Referring to FIG. 2, a sentence collection 104 as one example acquired from the document DB 102 is shown. The sentence collection 104 has e.g. a first sentence S01 and a second sentence S02. The data acquirer 110 first recognizes such individual sentences included in the sentence collection 104 and specifies sentences in each of which two or more proper nouns appear among the recognized sentences. The discrimination of the proper nouns can be carried out by using e.g. a publicly-known named entity extraction technique. For example, the first sentence S01 in FIG. 2 includes two proper nouns, “Jackson 5” and “CBS Records.” The second sentence S02 includes two proper nouns, “Jackson” and “Off the Wall.” Next, the data acquirer 110 performs syntax analysis about each of the specified sentences and derives syntax trees. Subsequently, the data acquirer 110 acquires phrases each linking the pair of two proper nouns in the derived syntax trees. In the example of FIG. 2, the phrase linking “Jackson 5” and “CBS Records” in the first sentence S01 is “signed a new contract with.” The phrase linking “Jackson” and “Off the Wall” in the second sentence S02 is “produced.” In the present specification, the set of such one pair of words and the phrase corresponding to this one pair is referred to as the relation.

FIG. 3 shows one example of the syntax tree derived by the data acquirer 110. In the example of FIG. 3, the data acquirer 110 analyzes the syntax of a third sentence S03 to thereby derive a syntax tree T03. The syntax tree T03 has the shortest path, “signed to,” between two proper nouns, “Alice Cooper” and “MCA Records.” The adverb, “subsequently,” is out of the shortest path between two proper nouns. The data acquirer 110 may extract a word pair satisfying a predetermined extraction condition based on the result of such syntax analysis and may acquire a phrase about only this extracted pair. The predetermined extraction condition may be e.g. the following conditions E1 to E3.

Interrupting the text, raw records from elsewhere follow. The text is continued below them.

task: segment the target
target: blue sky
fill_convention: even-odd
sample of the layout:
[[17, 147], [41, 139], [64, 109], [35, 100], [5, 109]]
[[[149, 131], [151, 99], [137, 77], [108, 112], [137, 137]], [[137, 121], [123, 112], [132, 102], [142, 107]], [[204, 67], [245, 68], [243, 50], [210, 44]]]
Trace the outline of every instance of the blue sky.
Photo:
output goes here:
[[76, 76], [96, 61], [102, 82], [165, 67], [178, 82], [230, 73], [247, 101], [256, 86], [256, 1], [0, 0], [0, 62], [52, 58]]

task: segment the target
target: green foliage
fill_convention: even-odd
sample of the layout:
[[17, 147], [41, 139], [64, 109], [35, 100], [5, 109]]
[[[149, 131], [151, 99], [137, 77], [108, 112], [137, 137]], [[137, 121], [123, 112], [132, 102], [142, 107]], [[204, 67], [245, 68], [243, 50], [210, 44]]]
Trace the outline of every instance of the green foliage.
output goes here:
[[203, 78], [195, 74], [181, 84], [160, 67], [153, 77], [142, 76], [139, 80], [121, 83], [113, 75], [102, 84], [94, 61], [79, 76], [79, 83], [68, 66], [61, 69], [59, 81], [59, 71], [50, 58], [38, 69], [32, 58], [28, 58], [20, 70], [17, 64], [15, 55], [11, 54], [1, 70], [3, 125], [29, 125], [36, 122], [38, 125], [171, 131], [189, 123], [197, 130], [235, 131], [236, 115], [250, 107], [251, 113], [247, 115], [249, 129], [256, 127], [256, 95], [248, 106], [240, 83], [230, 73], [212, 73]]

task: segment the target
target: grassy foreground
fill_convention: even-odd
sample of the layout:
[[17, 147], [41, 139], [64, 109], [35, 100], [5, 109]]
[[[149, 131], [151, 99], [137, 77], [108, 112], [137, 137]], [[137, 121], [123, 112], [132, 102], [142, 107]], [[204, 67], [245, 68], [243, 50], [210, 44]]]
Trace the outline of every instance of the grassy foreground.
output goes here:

condition E1: a node equivalent to a sentence delimiter does not exist on the shortest path between proper nouns.

condition E2: the length of the shortest path between proper nouns is equal to or shorter than three nodes.

condition E3: the number of words between proper nouns in the sentence collection is equal to or smaller than 10.

The sentence delimiter in condition E1 is e.g. a relative pronoun and a comma. These extraction conditions prevent the data acquirer 110 from erroneously acquiring a string that is not suitable as the phrase representing the relation between two proper nouns.

The phrase extraction from the sentence collection may be carried out in advance in an external device outside the information processing device 100. In this case, the data acquirer 110 acquires the phrases extracted in advance and the sentence collection as the extraction source from the external device at the start of information processing by the information processing device 100.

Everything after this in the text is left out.